Genetic problems also occur when abnormalities affect the sex chromosomes. Normally, a child will be a male if he inherits one X chromosome from his mother and one Y chromosome from his father. A child will be a female if she inherits a double dose of X (one from each parent) and no Y.

Sometimes, however, children are born with only one sex chromosome (usually a single X) or with an extra X or Y. Turner syndrome is the name of the disorder affecting girls born with only one X chromosome, whereas boys with Klinefelter syndrome are born with XXY or XXXY.

Sometimes, too, a genetic problem is X-linked, meaning that it's associated with change in a gene carried by the X chromosome. Fragile X syndrome, which causes intellectual disability in boys, is one such disorder. Other diseases that are carried by genes on the X chromosome include hemophilia and Duchenne muscular dystrophy.

Females may be carriers of these diseases, but because they also inherit a normal X chromosome, the effects of the gene change on the affected X will be reduced. Males, on the other hand, only have one X chromosome and are almost always the ones who have the substantial effects of the X-linked disorder.

Gene Mutations

Some genetic problems are caused by a single gene that's present but altered in some way. Such changes in genes are called mutations. When there is a mutation in a gene, the number and appearance of the chromosomes is usually still entirely normal. To pinpoint the defective gene, scientists use sophisticated DNA screening techniques.
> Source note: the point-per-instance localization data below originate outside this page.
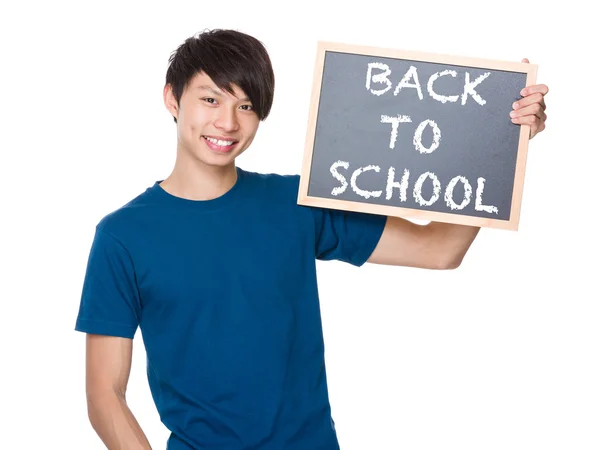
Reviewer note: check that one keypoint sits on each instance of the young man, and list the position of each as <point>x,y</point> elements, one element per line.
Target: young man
<point>216,266</point>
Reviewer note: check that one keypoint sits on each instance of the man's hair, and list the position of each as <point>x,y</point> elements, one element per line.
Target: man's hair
<point>228,57</point>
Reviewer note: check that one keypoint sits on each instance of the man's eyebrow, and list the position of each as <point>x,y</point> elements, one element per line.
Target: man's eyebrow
<point>216,92</point>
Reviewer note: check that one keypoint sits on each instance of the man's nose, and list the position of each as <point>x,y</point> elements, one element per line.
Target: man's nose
<point>227,120</point>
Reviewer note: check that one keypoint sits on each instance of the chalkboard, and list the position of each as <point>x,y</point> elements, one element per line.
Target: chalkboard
<point>416,135</point>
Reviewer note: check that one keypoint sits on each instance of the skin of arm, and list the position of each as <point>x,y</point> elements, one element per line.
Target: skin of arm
<point>444,245</point>
<point>108,364</point>
<point>438,246</point>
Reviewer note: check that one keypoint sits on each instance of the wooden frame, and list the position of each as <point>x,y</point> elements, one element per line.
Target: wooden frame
<point>306,200</point>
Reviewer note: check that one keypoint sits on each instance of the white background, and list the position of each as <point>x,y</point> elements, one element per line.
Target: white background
<point>503,353</point>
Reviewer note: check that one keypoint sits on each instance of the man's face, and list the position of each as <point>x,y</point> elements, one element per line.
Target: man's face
<point>213,126</point>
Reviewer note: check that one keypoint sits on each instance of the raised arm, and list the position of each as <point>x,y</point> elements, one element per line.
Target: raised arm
<point>108,364</point>
<point>433,246</point>
<point>444,245</point>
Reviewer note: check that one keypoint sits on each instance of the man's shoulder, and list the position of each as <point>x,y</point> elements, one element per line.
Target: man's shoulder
<point>275,184</point>
<point>132,211</point>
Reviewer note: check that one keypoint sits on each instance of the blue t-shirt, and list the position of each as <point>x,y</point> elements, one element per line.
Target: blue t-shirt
<point>224,292</point>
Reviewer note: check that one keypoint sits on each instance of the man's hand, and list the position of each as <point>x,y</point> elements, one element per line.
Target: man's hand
<point>531,109</point>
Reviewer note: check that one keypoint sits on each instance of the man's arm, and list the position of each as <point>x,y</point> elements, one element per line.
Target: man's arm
<point>108,364</point>
<point>444,245</point>
<point>433,246</point>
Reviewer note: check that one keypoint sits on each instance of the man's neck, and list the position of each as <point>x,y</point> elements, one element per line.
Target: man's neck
<point>199,181</point>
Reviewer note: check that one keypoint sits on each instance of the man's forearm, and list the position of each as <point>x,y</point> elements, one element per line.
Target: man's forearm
<point>115,424</point>
<point>455,239</point>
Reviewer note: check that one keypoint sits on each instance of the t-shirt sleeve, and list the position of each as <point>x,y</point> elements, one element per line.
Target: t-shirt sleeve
<point>346,235</point>
<point>110,302</point>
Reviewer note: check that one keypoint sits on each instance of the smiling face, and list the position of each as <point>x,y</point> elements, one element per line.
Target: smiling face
<point>213,126</point>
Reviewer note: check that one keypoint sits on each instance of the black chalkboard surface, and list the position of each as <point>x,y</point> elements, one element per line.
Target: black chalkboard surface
<point>416,135</point>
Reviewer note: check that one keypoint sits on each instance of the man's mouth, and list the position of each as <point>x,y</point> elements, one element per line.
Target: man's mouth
<point>220,145</point>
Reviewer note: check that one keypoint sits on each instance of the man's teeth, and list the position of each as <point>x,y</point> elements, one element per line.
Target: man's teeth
<point>218,141</point>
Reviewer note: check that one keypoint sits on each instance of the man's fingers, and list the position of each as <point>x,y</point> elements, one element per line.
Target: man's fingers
<point>530,100</point>
<point>531,111</point>
<point>535,88</point>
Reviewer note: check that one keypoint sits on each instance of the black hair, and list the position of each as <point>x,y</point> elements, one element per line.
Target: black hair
<point>229,58</point>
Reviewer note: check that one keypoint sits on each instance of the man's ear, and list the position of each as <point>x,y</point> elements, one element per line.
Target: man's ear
<point>170,102</point>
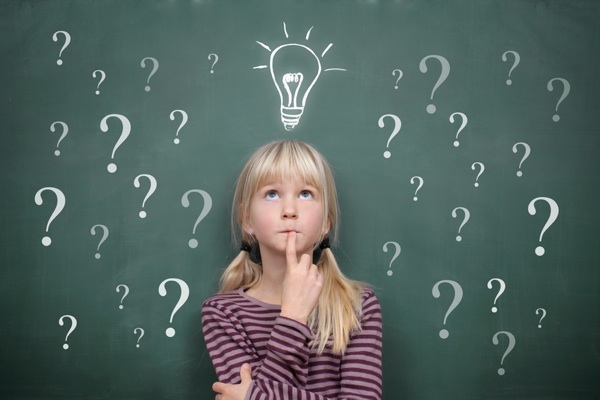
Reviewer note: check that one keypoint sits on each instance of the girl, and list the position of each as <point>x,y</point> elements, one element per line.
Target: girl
<point>287,324</point>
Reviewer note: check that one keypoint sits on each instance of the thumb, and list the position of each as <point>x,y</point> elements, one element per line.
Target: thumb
<point>246,372</point>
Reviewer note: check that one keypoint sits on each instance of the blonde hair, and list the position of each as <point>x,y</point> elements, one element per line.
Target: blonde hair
<point>338,311</point>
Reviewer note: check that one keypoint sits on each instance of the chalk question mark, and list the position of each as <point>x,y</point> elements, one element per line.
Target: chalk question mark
<point>126,290</point>
<point>193,243</point>
<point>125,131</point>
<point>154,69</point>
<point>71,329</point>
<point>102,240</point>
<point>400,74</point>
<point>66,43</point>
<point>500,291</point>
<point>216,59</point>
<point>465,219</point>
<point>102,77</point>
<point>151,189</point>
<point>458,293</point>
<point>443,75</point>
<point>412,182</point>
<point>551,218</point>
<point>181,125</point>
<point>527,152</point>
<point>396,254</point>
<point>565,93</point>
<point>537,312</point>
<point>397,126</point>
<point>463,123</point>
<point>511,345</point>
<point>60,205</point>
<point>481,169</point>
<point>141,335</point>
<point>515,63</point>
<point>185,292</point>
<point>65,130</point>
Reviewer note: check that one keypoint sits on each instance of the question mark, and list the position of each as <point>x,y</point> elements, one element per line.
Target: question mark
<point>481,169</point>
<point>443,75</point>
<point>397,126</point>
<point>500,291</point>
<point>458,292</point>
<point>126,289</point>
<point>515,63</point>
<point>465,219</point>
<point>62,136</point>
<point>154,69</point>
<point>126,130</point>
<point>463,123</point>
<point>216,59</point>
<point>527,152</point>
<point>185,292</point>
<point>565,93</point>
<point>102,77</point>
<point>193,243</point>
<point>511,345</point>
<point>71,329</point>
<point>60,205</point>
<point>181,125</point>
<point>104,237</point>
<point>396,254</point>
<point>537,312</point>
<point>141,335</point>
<point>153,184</point>
<point>67,41</point>
<point>400,74</point>
<point>412,182</point>
<point>551,218</point>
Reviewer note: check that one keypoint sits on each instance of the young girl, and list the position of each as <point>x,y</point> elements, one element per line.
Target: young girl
<point>287,324</point>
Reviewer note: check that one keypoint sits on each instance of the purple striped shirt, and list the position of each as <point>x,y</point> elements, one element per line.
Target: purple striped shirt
<point>240,329</point>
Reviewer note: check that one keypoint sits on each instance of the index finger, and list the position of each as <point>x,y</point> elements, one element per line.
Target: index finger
<point>290,250</point>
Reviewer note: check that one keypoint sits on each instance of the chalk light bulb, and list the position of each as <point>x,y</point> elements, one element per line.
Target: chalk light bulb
<point>295,69</point>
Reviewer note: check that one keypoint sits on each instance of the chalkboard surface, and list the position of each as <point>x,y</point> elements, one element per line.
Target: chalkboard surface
<point>464,138</point>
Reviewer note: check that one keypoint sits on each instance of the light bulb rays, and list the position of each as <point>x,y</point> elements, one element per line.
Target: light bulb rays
<point>295,68</point>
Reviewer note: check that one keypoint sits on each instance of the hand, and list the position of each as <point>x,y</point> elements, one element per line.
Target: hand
<point>235,392</point>
<point>302,284</point>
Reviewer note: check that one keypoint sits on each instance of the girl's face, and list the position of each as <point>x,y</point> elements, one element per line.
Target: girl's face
<point>280,207</point>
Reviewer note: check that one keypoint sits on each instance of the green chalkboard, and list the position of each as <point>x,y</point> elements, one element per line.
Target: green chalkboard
<point>442,209</point>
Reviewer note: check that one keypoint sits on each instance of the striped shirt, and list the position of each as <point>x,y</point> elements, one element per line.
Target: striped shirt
<point>240,329</point>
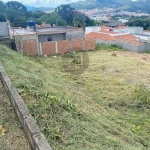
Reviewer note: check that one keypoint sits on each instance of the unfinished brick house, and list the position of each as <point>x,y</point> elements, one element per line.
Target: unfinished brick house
<point>47,40</point>
<point>133,39</point>
<point>5,34</point>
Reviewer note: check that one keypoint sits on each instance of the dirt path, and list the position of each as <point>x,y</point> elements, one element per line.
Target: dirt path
<point>14,138</point>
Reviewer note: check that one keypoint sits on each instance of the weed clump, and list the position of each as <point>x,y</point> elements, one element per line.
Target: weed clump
<point>141,94</point>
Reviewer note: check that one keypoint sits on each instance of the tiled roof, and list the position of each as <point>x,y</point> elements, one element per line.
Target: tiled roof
<point>107,32</point>
<point>122,27</point>
<point>114,24</point>
<point>127,37</point>
<point>146,30</point>
<point>101,36</point>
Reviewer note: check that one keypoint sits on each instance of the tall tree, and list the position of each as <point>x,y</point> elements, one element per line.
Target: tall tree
<point>16,6</point>
<point>66,12</point>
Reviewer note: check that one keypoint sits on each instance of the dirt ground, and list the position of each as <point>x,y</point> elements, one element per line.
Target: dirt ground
<point>14,138</point>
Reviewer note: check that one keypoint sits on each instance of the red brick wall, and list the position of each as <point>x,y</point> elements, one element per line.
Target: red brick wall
<point>89,44</point>
<point>48,48</point>
<point>30,47</point>
<point>63,46</point>
<point>77,44</point>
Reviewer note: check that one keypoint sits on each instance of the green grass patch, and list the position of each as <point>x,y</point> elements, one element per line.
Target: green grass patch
<point>98,109</point>
<point>108,47</point>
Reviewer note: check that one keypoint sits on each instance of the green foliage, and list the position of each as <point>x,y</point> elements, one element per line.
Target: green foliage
<point>141,94</point>
<point>141,22</point>
<point>88,111</point>
<point>73,17</point>
<point>16,6</point>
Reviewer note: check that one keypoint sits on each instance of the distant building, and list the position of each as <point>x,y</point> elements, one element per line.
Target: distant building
<point>45,32</point>
<point>45,39</point>
<point>5,34</point>
<point>134,39</point>
<point>114,24</point>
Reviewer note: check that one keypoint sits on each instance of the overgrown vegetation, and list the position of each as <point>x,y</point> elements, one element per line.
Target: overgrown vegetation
<point>103,108</point>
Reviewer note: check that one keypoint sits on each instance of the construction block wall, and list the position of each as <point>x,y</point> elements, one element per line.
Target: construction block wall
<point>57,47</point>
<point>89,44</point>
<point>29,47</point>
<point>77,44</point>
<point>48,48</point>
<point>63,46</point>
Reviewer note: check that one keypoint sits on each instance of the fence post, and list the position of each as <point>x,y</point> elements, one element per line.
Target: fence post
<point>41,49</point>
<point>37,44</point>
<point>56,46</point>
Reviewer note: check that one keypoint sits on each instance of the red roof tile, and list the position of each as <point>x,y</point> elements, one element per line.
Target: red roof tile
<point>95,35</point>
<point>127,37</point>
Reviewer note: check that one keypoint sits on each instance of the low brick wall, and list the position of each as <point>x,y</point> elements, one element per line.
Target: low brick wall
<point>35,137</point>
<point>63,46</point>
<point>89,44</point>
<point>30,47</point>
<point>48,48</point>
<point>77,44</point>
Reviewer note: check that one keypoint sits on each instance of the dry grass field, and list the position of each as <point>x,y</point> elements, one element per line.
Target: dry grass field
<point>105,107</point>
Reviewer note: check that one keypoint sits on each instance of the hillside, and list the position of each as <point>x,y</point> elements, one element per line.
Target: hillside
<point>100,3</point>
<point>106,107</point>
<point>140,6</point>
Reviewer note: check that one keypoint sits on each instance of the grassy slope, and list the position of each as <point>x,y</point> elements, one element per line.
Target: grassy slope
<point>14,138</point>
<point>94,110</point>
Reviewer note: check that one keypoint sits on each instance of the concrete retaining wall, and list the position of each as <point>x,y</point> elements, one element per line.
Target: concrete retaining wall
<point>33,133</point>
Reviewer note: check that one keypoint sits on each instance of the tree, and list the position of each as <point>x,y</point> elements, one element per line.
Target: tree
<point>19,22</point>
<point>79,20</point>
<point>2,6</point>
<point>16,6</point>
<point>66,12</point>
<point>52,18</point>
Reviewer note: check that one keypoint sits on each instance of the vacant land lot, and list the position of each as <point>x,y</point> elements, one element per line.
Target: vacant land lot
<point>14,138</point>
<point>105,107</point>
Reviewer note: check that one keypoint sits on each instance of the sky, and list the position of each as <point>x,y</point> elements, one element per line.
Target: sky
<point>43,3</point>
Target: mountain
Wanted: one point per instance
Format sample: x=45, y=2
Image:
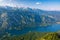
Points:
x=23, y=17
x=13, y=19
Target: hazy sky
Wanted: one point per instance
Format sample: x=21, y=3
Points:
x=41, y=4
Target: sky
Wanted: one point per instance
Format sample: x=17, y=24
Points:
x=40, y=4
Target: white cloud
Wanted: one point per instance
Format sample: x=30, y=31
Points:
x=38, y=3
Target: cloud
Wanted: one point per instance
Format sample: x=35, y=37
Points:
x=38, y=3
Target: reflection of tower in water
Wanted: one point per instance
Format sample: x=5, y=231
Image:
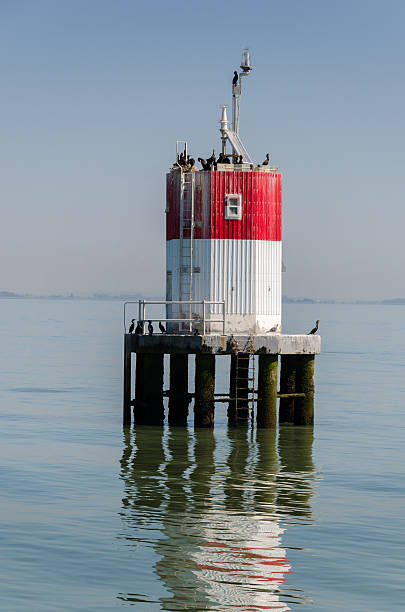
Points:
x=216, y=503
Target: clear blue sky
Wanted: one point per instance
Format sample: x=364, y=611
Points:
x=94, y=95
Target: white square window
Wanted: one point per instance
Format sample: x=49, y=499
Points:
x=233, y=206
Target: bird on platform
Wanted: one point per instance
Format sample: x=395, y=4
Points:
x=315, y=329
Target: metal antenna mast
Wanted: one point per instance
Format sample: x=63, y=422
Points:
x=246, y=68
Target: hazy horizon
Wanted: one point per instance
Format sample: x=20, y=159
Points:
x=95, y=95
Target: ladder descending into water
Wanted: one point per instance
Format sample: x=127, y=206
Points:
x=187, y=224
x=245, y=394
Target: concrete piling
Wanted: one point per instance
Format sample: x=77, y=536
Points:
x=267, y=391
x=149, y=385
x=287, y=385
x=304, y=383
x=127, y=383
x=204, y=390
x=178, y=394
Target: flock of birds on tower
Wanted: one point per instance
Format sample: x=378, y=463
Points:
x=139, y=329
x=187, y=163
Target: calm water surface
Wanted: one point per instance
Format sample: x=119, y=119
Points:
x=97, y=518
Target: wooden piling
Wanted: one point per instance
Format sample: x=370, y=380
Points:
x=178, y=394
x=304, y=383
x=204, y=390
x=149, y=408
x=126, y=417
x=267, y=391
x=287, y=385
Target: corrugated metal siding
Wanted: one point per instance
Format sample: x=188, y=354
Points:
x=261, y=205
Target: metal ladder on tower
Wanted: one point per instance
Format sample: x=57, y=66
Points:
x=187, y=188
x=245, y=393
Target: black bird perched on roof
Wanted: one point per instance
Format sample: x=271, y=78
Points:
x=315, y=329
x=203, y=162
x=211, y=160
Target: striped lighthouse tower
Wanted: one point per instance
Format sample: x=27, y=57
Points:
x=223, y=235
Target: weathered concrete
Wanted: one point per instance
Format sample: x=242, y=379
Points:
x=149, y=407
x=126, y=417
x=287, y=385
x=273, y=344
x=178, y=394
x=267, y=391
x=204, y=390
x=304, y=383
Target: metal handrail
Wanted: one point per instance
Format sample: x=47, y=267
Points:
x=142, y=312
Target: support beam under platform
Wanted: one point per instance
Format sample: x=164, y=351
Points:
x=149, y=390
x=304, y=383
x=267, y=391
x=204, y=390
x=178, y=390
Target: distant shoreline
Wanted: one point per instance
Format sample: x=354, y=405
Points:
x=122, y=297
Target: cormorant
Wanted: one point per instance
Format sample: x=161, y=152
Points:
x=211, y=160
x=204, y=163
x=313, y=331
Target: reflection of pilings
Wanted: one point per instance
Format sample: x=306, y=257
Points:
x=266, y=468
x=287, y=385
x=267, y=391
x=304, y=383
x=204, y=390
x=235, y=480
x=296, y=470
x=149, y=387
x=178, y=396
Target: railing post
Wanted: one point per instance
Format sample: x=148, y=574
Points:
x=143, y=315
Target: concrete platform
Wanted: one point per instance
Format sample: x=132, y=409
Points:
x=271, y=344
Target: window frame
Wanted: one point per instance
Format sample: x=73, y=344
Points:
x=231, y=216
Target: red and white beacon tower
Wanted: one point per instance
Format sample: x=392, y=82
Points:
x=223, y=235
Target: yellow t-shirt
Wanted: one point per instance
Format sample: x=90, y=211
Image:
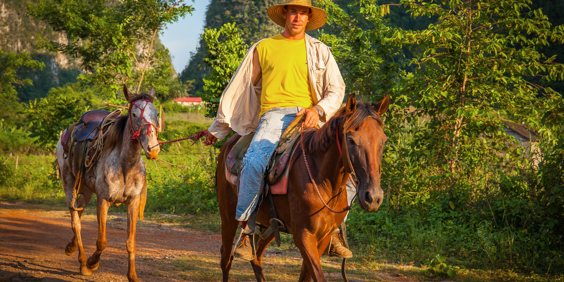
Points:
x=285, y=81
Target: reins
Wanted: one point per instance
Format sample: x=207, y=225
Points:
x=348, y=207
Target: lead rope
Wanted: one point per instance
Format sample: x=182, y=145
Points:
x=348, y=207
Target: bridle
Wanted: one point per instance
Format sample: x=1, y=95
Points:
x=142, y=122
x=346, y=163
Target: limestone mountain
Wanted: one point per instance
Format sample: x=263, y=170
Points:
x=250, y=17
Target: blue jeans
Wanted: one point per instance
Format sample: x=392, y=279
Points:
x=271, y=126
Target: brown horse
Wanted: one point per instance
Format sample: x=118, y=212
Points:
x=361, y=136
x=117, y=177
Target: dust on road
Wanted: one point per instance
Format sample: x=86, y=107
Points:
x=33, y=240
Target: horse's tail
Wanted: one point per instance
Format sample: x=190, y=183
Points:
x=143, y=200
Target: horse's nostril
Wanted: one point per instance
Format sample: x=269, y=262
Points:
x=367, y=197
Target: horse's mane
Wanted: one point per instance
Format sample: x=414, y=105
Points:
x=114, y=135
x=318, y=141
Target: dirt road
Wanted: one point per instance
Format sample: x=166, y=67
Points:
x=32, y=242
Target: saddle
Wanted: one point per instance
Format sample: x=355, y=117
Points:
x=278, y=168
x=86, y=129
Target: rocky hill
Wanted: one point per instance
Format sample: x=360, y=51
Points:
x=18, y=33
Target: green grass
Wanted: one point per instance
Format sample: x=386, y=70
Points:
x=181, y=192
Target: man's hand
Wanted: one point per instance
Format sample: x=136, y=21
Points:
x=312, y=116
x=210, y=139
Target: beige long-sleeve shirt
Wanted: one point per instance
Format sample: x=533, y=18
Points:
x=239, y=106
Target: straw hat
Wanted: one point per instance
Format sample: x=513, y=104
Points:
x=276, y=14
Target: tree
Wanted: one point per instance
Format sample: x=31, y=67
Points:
x=226, y=50
x=114, y=40
x=49, y=116
x=10, y=64
x=357, y=41
x=471, y=70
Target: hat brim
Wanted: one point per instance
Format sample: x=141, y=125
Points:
x=318, y=19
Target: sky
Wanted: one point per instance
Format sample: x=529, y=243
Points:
x=182, y=37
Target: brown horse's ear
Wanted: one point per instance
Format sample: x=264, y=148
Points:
x=351, y=104
x=382, y=106
x=126, y=93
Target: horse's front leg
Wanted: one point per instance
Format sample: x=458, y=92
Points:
x=257, y=262
x=304, y=273
x=102, y=211
x=76, y=228
x=309, y=247
x=82, y=201
x=132, y=213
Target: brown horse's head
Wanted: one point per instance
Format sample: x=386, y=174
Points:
x=143, y=121
x=363, y=143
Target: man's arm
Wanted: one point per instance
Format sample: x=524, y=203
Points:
x=334, y=87
x=256, y=76
x=257, y=70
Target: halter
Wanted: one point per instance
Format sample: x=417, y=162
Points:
x=347, y=160
x=142, y=122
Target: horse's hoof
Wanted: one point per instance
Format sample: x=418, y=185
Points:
x=70, y=249
x=91, y=265
x=85, y=271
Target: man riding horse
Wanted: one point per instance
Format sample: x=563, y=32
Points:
x=288, y=75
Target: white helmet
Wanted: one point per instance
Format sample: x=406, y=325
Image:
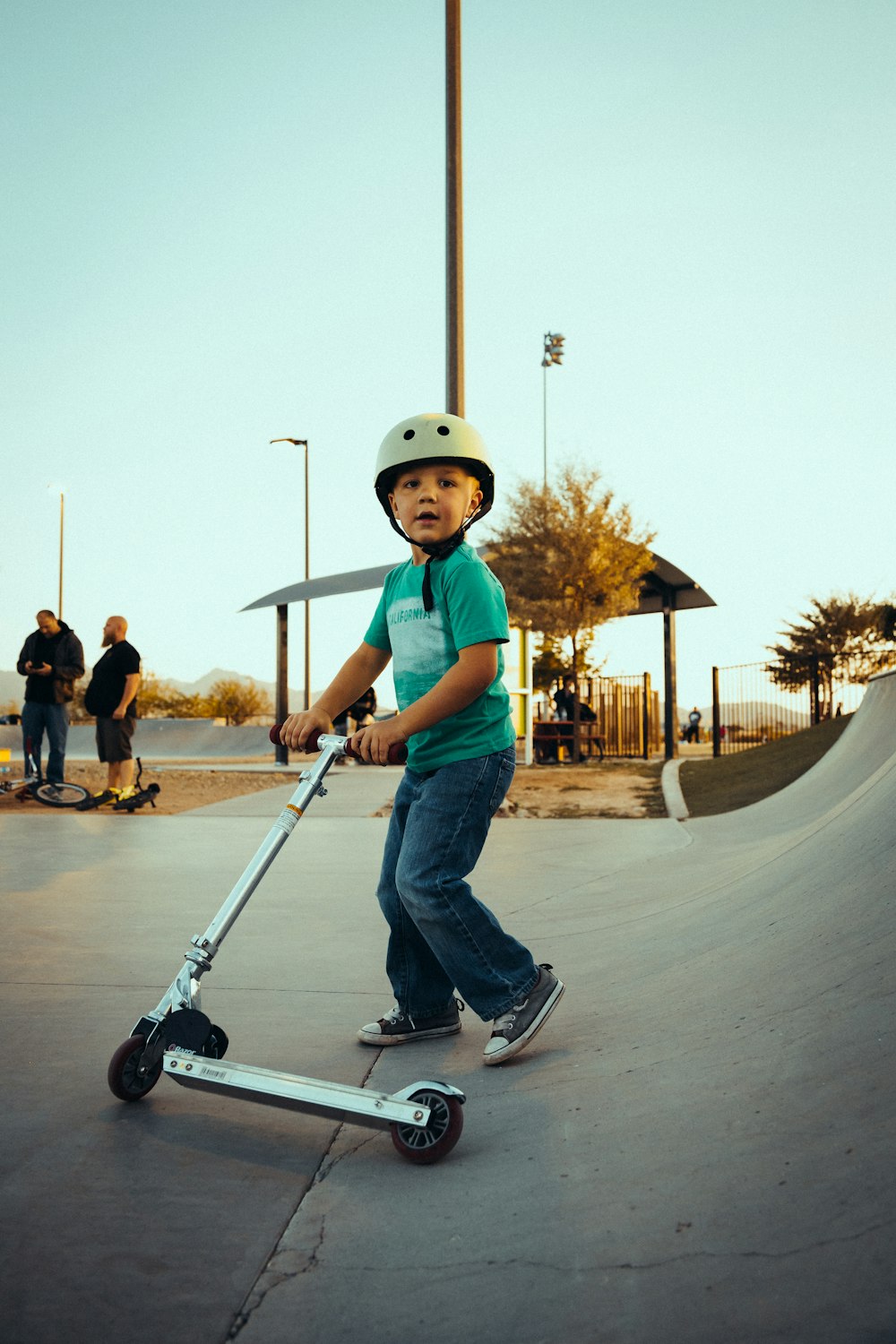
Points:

Some examples of genetic illnesses caused by a single problem gene include: phenylketonuria (PKU), cystic fibrosis, sickle cell anemia, Tay-Sachs disease, and achondroplasia (a type of dwarfism).

Although experts originally believed that no more than 3% of all human diseases were caused by errors in a single gene, new research suggests that this may be an underestimate. Within the last few years, scientists have discovered genetic links to many different diseases that weren't originally thought of as genetic, including several different types of cancer.

Oncogenes (Cancer-Causing Genes)

Researchers have identified 20 to 30 cancer-susceptibility genes that greatly increase a person's odds of getting some form of malignancy. For example, a gene on chromosome number 9 may be linked to basal cell carcinoma, a common skin cancer. This gene, labeled PTC or patched, someday might be important in screening for this type of cancer. Another gene (HNPCC) that is carried by 1 out of every 300 Americans might greatly increase someone's risk for colon cancer. And the doubly dangerous gene BRCA-1 seems to give women an 85% chance of developing breast cancer as well as a 50% chance of ovarian tumors.

Other Genetically Linked Diseases

Altered genes may play a role in the development of many other devastating illnesses. Parkinson's disease, for example, may be linked to a gene on chromosome number 4, and multiple sclerosis may be linked to alterations in a gene on chromosome number 6. Alzheimer's disease, linked to a gene on chromosome 19, can already be diagnosed (in some cases) by screening for that altered gene, although such screening is viewed by many as controversial.

Although heart disease and diabetes appear to be related to simultaneous changes in many different genes, the first of these may already have been identified. According to the American Heart Association, this gene may be an artery-clogging gene that almost doubles the risk of fatty deposits blocking the coronary arteries. Having the gene may also triple someone's chances of getting adult-onset diabetes.

It's important to note that much of the newest information from genetic research has not yet been translated into useful screening tests. However, experts predict that this will soon change, and they estimate that the number of available genetic tests will increase dramatically in the years to come.